From: Xiubo Li <xiubli@redhat.com>
To: Venky Shankar <vshankar@redhat.com>
Cc: Ilya Dryomov <idryomov@gmail.com>,
	ceph-devel@vger.kernel.org, jlayton@kernel.org,
	mchangir@redhat.com, atomlin@atomlin.com, stable@vger.kernel.org
Subject: Re: [PATCH v3] ceph: blocklist the kclient when receiving corrupted snap trace
Date: Fri, 9 Dec 2022 16:07:27 +0800	[thread overview]
Message-ID: <1eb59764-5489-8af9-d502-4f3bd44be4dd@redhat.com> (raw)
In-Reply-To: <CACPzV1mhhskPUz1URs6FUJE9CebOVm1xcRTRgK2yYiwD+soO2g@mail.gmail.com>


On 09/12/2022 15:15, Venky Shankar wrote:
> On Fri, Dec 9, 2022 at 12:29 PM Xiubo Li <xiubli@redhat.com> wrote:
>>
>> On 09/12/2022 14:14, Venky Shankar wrote:
>>> On Thu, Dec 8, 2022 at 6:10 AM Xiubo Li <xiubli@redhat.com> wrote:
>>>> On 07/12/2022 22:20, Ilya Dryomov wrote:
>>>>> On Wed, Dec 7, 2022 at 2:31 PM Xiubo Li <xiubli@redhat.com> wrote:
>>>>>> On 07/12/2022 21:19, Xiubo Li wrote:
>>>>>>> On 07/12/2022 18:59, Ilya Dryomov wrote:
>>>>>>>> On Tue, Dec 6, 2022 at 1:59 PM <xiubli@redhat.com> wrote:
>>>>>>>>> From: Xiubo Li <xiubli@redhat.com>
>>>>>>>>>
>>>>>>>>> When received corrupted snap trace we don't know what exactly has
>>>>>>>>> happened in MDS side.
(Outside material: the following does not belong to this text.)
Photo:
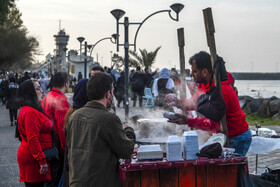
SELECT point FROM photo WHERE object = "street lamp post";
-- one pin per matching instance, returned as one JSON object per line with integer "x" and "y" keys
{"x": 111, "y": 58}
{"x": 118, "y": 13}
And we shouldn't continue writing to OSD,
>>>>>>>>> which may corrupt the snapshot contents.
>>>>>>>>>
>>>>>>>>> Just try to blocklist this client and If fails we need to crash the
>>>>>>>>> client instead of leaving it writeable to OSDs.
>>>>>>>>>
>>>>>>>>> Cc: stable@vger.kernel.org
>>>>>>>>> URL: https://tracker.ceph.com/issues/57686
>>>>>>>>> Signed-off-by: Xiubo Li <xiubli@redhat.com>
>>>>>>>>> ---
>>>>>>>>>
>>>>>>>>> Thanks Aaron's feedback.
>>>>>>>>>
>>>>>>>>> V3:
>>>>>>>>> - Fixed ERROR: spaces required around that ':' (ctx:VxW)
>>>>>>>>>
>>>>>>>>> V2:
>>>>>>>>> - Switched to WARN() to taint the Linux kernel.
>>>>>>>>>
>>>>>>>>>      fs/ceph/mds_client.c |  3 ++-
>>>>>>>>>      fs/ceph/mds_client.h |  1 +
>>>>>>>>>      fs/ceph/snap.c       | 25 +++++++++++++++++++++++++
>>>>>>>>>      3 files changed, 28 insertions(+), 1 deletion(-)
>>>>>>>>>
>>>>>>>>> diff --git a/fs/ceph/mds_client.c b/fs/ceph/mds_client.c
>>>>>>>>> index cbbaf334b6b8..59094944af28 100644
>>>>>>>>> --- a/fs/ceph/mds_client.c
>>>>>>>>> +++ b/fs/ceph/mds_client.c
>>>>>>>>> @@ -5648,7 +5648,8 @@ static void mds_peer_reset(struct
>>>>>>>>> ceph_connection *con)
>>>>>>>>>             struct ceph_mds_client *mdsc = s->s_mdsc;
>>>>>>>>>
>>>>>>>>>             pr_warn("mds%d closed our session\n", s->s_mds);
>>>>>>>>> -       send_mds_reconnect(mdsc, s);
>>>>>>>>> +       if (!mdsc->no_reconnect)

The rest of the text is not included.